Pour de nombreux Ukrainiens, « na Ukraine » signifie que leur pays n'est pas considéré comme un Etat-nation indépendant. Cela reviendrait à parler du Soudan en tant que « the » Soudan car ce pays renvoie à l'origine à un désert, ou encore de parler de « the » Congo comme si ce pays était toujours simplement la zone qui entoure le fleuve Congo.

Evidemment, le président Poutine privilégie le style russe officiel qui, de manière inévitable, a une connotation politique. « La Russie utilise de manière délibérée la préposition "na" car elle considère toujours l'Ukraine comme une région et non un pays », affirme l'éditeur. Lors de plusieurs conférences de presse, Poutine a en effet indiqué à plusieurs reprises qu'il ne reconnaissait pas l'Ukraine comme un État-nation souverain.

Pour Poutine, la mauvaise action des bolchéviques au cours de la guerre civile de 1917 à 1922 est encore et toujours reponsable de la création de l'Union soviétique. Et ce dernier est déterminé à aller aussi loin que nécessaire pour réparer cette « mauvaise action ». Avec l'annexion de la Crimée et la révolte dans l'est de l'Ukraine, la Russie a plutôt bien réussi dans sa tentative de réduction de l'Ukraine à l'état de simple région limitrophe qu'elle était autrefois.

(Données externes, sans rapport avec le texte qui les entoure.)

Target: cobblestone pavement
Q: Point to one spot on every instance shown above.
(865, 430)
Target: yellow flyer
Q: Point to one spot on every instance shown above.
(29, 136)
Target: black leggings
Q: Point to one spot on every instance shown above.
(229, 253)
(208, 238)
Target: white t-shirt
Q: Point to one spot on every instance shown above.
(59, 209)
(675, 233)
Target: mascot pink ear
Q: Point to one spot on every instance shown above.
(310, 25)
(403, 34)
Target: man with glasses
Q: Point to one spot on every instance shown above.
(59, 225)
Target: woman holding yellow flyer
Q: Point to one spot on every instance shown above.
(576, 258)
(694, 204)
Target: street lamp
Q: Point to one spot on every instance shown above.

La politique de Poutine, depuis la révolution de Maïdan, a inspiré beaucoup de nouvelles blagues à son propos. Voici l'une d'entre elles : « Vladimir Vladimirovitch, y aura-t-il à nouveau un “rideau de fer" ? Non, un simple fil de fer barbelé suffira ».

L'impuissance de l'Europe à stopper l'annexion russe de la Crimée et le soutien militaire actuel à la région du Donbass remettent en cause la souveraineté entière de l'Ukraine. La langue anglaise a fini par abandonner l'article défini.

Pour Poutine, cependant, c'est toujours « the Ukraine ».